Les premières réactions du monde académique et les suites attendues
La nouvelle a suscité de vives réactions dans le milieu universitaire américain. Plusieurs présidents d'universités et organisations scientifiques ont exprimé leurs inquiétudes, estimant que l'indépendance de la recherche était un pilier de la puissance américaine. Certains établissements étudient déjà la possibilité de recourir davantage à des financements privés ou à des partenariats internationaux pour compenser une éventuelle baisse des crédits fédéraux.
Des recours juridiques pourraient également être envisagés, sur le fondement de la liberté académique et du premier amendement. Des contentieux analogues avaient déjà marqué le premier mandat de Donald Trump, notamment autour des restrictions migratoires ou des coupes budgétaires dans certaines agences. Les organisations professionnelles de chercheurs pourraient aussi jouer un rôle de contre-pouvoir en publiant des contre-analyses ou en organisant une coordination avec les décideurs politiques locaux.
Au-delà du front juridique, c'est toute la gouvernance de la recherche qui pourrait être appelée à évoluer : appels à une diversification des sources de financement, réflexions sur la création de fonds souverains régionaux, ou encore multiplication des consortiums internationaux permettant de contourner d'éventuelles contraintes politiques nationales. Ces pistes, déjà discutées dans le monde académique depuis plusieurs années, prennent une résonance nouvelle à la lumière des orientations de Washington.

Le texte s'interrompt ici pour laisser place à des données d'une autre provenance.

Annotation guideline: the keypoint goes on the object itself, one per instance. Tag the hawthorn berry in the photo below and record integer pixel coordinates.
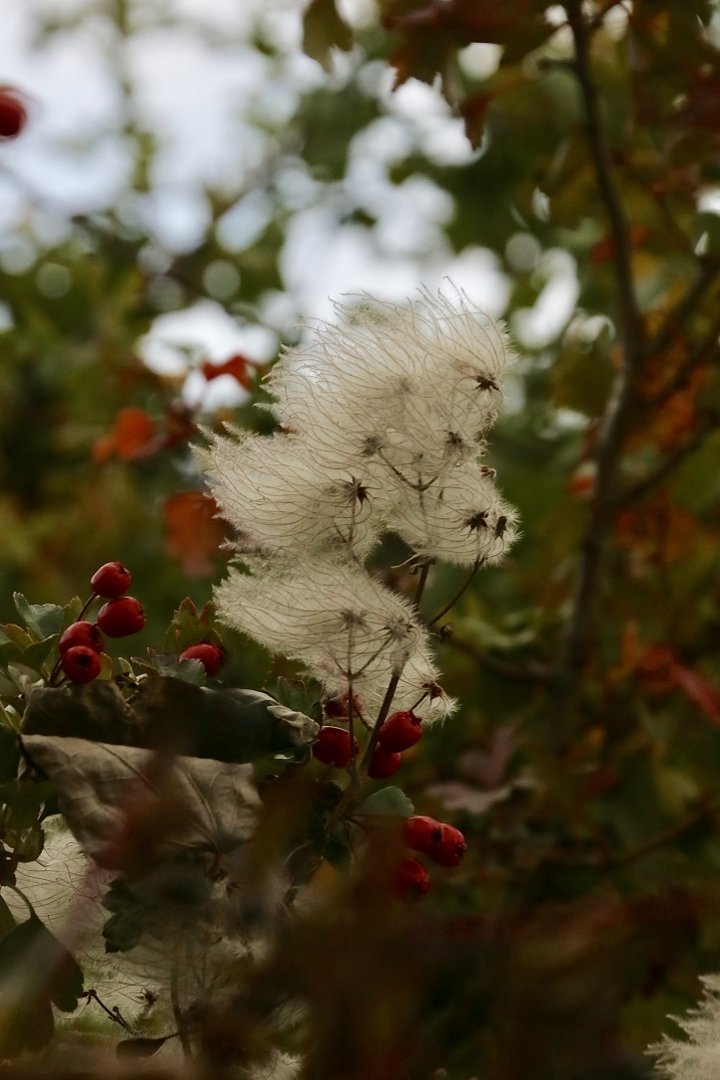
(121, 617)
(335, 746)
(442, 842)
(383, 763)
(422, 834)
(81, 633)
(451, 848)
(401, 731)
(338, 707)
(81, 663)
(209, 656)
(111, 580)
(411, 879)
(13, 115)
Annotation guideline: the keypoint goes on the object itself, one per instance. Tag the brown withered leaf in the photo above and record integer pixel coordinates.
(117, 799)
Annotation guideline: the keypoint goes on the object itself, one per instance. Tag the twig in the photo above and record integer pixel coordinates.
(650, 481)
(684, 307)
(661, 839)
(610, 440)
(461, 591)
(702, 352)
(530, 672)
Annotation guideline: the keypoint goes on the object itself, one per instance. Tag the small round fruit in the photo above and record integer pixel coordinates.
(81, 663)
(121, 617)
(422, 834)
(81, 633)
(411, 879)
(383, 763)
(335, 746)
(13, 115)
(209, 656)
(451, 848)
(111, 580)
(401, 731)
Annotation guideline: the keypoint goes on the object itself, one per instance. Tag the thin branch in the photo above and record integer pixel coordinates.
(461, 591)
(608, 454)
(529, 672)
(685, 306)
(650, 481)
(702, 352)
(662, 839)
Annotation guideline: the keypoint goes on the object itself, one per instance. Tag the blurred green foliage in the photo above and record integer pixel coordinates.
(587, 904)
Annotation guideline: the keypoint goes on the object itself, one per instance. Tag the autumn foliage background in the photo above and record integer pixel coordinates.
(584, 763)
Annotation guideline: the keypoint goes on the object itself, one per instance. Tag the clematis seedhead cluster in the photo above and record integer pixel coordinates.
(382, 423)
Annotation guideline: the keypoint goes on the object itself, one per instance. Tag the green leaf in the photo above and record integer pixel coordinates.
(163, 663)
(7, 919)
(42, 619)
(154, 802)
(227, 725)
(36, 972)
(323, 29)
(388, 800)
(96, 711)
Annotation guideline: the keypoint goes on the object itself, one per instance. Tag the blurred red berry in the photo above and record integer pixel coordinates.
(383, 763)
(444, 844)
(451, 848)
(81, 633)
(81, 663)
(111, 580)
(338, 707)
(411, 879)
(209, 656)
(422, 834)
(335, 746)
(121, 617)
(401, 731)
(13, 115)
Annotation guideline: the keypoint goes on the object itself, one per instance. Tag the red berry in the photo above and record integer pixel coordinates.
(209, 656)
(111, 580)
(338, 707)
(422, 834)
(81, 663)
(13, 115)
(335, 746)
(444, 844)
(383, 763)
(401, 731)
(121, 617)
(451, 848)
(81, 633)
(411, 879)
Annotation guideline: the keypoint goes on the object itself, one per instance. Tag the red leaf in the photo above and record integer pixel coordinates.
(236, 366)
(701, 692)
(193, 531)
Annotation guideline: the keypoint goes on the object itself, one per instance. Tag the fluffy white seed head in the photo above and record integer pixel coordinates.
(459, 518)
(280, 498)
(335, 617)
(698, 1056)
(394, 375)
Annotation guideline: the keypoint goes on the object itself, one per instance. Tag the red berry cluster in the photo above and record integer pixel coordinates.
(443, 844)
(211, 656)
(398, 732)
(81, 645)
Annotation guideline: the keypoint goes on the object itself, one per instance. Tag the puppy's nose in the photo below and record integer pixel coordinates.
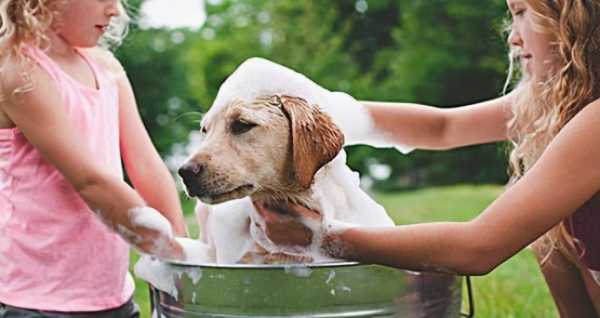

Un enjeu global pour l'équilibre de l'innovation mondiale
L'enjeu dépasse désormais le seul cadre américain : l'évolution de la politique scientifique des États-Unis est suivie de près par les capitales européennes, alors que l'Union européenne cherche à renforcer son propre espace de recherche pour attirer les talents. La manière dont l'administration Trump articulera ses « priorités gouvernementales » dans les prochains mois constituera un test majeur pour l'avenir de la science américaine et, plus largement, pour l'équilibre mondial de l'innovation.

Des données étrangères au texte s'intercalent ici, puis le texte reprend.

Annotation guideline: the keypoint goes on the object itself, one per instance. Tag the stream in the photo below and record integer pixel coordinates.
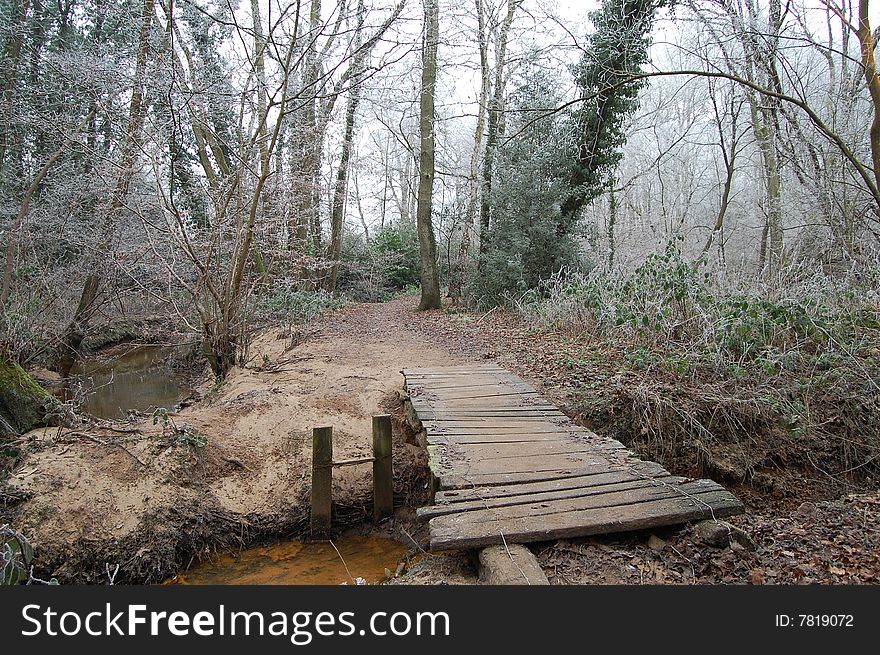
(138, 379)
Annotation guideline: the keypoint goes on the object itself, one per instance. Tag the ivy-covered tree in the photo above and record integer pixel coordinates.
(524, 242)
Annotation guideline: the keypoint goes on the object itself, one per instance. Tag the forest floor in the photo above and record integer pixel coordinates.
(152, 502)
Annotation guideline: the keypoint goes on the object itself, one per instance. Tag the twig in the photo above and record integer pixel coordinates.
(342, 559)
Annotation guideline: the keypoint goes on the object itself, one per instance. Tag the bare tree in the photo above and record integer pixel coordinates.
(428, 247)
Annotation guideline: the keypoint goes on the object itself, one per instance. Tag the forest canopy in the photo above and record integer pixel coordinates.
(200, 160)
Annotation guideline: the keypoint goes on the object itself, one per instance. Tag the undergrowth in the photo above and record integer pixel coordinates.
(716, 373)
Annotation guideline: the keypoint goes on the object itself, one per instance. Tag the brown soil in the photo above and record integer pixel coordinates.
(110, 494)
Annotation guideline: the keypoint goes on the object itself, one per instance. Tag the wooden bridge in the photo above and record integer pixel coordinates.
(509, 467)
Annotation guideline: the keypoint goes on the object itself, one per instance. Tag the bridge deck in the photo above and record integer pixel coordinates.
(510, 467)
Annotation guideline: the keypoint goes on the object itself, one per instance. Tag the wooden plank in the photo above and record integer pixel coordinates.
(457, 481)
(466, 467)
(518, 437)
(484, 452)
(418, 388)
(322, 481)
(445, 533)
(507, 461)
(625, 483)
(539, 510)
(383, 473)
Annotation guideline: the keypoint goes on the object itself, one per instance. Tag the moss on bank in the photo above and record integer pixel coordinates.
(24, 404)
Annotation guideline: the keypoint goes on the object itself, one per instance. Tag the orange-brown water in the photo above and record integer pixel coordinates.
(295, 562)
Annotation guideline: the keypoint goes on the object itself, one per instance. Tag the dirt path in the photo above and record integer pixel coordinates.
(105, 498)
(133, 500)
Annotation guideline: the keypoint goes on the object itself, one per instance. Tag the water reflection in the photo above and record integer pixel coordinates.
(136, 380)
(298, 563)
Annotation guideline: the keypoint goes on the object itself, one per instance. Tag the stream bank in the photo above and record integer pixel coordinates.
(233, 468)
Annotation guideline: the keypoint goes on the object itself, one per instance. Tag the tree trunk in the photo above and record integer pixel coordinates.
(337, 212)
(427, 244)
(868, 44)
(496, 106)
(71, 338)
(456, 283)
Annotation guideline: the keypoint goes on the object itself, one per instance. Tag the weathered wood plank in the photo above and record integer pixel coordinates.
(626, 483)
(540, 509)
(637, 470)
(446, 534)
(454, 480)
(507, 461)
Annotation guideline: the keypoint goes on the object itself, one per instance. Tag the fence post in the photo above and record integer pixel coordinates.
(383, 476)
(322, 480)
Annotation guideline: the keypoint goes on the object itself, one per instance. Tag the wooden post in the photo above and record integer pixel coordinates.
(383, 476)
(322, 480)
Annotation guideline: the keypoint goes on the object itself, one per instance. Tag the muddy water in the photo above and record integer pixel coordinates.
(137, 379)
(298, 563)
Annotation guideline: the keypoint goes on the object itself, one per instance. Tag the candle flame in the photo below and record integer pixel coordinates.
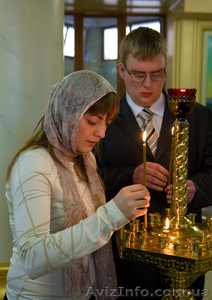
(167, 223)
(144, 136)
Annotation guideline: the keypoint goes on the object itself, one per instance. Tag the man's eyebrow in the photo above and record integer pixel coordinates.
(141, 72)
(97, 117)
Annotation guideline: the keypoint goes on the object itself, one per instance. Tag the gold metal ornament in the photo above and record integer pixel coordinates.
(181, 250)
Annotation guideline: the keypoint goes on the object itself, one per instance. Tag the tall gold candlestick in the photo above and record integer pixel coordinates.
(144, 170)
(171, 155)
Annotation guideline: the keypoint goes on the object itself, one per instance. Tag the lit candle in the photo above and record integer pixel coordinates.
(171, 154)
(144, 157)
(167, 226)
(167, 223)
(144, 170)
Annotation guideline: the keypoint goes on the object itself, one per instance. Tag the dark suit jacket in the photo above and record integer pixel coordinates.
(121, 151)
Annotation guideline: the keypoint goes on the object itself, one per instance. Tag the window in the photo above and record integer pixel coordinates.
(68, 41)
(111, 37)
(110, 43)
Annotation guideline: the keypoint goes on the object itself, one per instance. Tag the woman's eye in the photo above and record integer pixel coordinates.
(92, 123)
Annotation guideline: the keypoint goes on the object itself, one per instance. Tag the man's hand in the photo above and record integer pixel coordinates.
(156, 176)
(191, 190)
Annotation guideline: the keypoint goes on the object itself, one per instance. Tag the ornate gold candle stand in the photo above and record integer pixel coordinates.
(182, 250)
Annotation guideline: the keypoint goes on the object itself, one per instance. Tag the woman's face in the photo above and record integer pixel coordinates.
(91, 130)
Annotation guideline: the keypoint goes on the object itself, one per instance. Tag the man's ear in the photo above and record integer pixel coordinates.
(121, 70)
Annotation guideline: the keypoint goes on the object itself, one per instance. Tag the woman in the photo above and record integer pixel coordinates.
(60, 223)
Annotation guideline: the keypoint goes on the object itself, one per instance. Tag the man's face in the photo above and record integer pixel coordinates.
(143, 93)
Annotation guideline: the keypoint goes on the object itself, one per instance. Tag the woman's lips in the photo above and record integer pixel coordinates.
(146, 94)
(91, 143)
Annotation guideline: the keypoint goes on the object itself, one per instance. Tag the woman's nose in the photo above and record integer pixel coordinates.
(100, 132)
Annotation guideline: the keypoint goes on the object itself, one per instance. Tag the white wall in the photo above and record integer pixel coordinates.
(31, 60)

Plusieurs pays européens ont d'ores-et déjà indiqué vouloir se positionner comme destinations alternatives pour les chercheurs tentés par un départ des États-Unis. Le Royaume-Uni, après le Brexit, cherche à maintenir son attractivité académique ; le Canada mise sur ses universités de premier plan ; la France et l'Allemagne disposent de grands organismes de recherche aux capacités d'accueil reconnues. L'Australie et certains pays d'Asie, comme la Corée du Sud ou le Japon, figurent également parmi les destinations potentielles évoquées par les observateurs du secteur.
Reste que la redistribution mondiale des talents scientifiques ne se décrète pas : elle dépend de la capacité des pays d'accueil à offrir des conditions de recherche stables, des financements pérennes et une liberté académique pleinement garantie. Le prochain trimestre sera, à ce titre, déterminant : c'est en effet à partir d'octobre que les nouvelles « priorités gouvernementales » doivent commencer à s'appliquer concrètement aux projets de recherche américains, ouvrant une phase d'incertitudes dont les contours ne pourront être pleinement mesurés qu'au fil des prochains mois.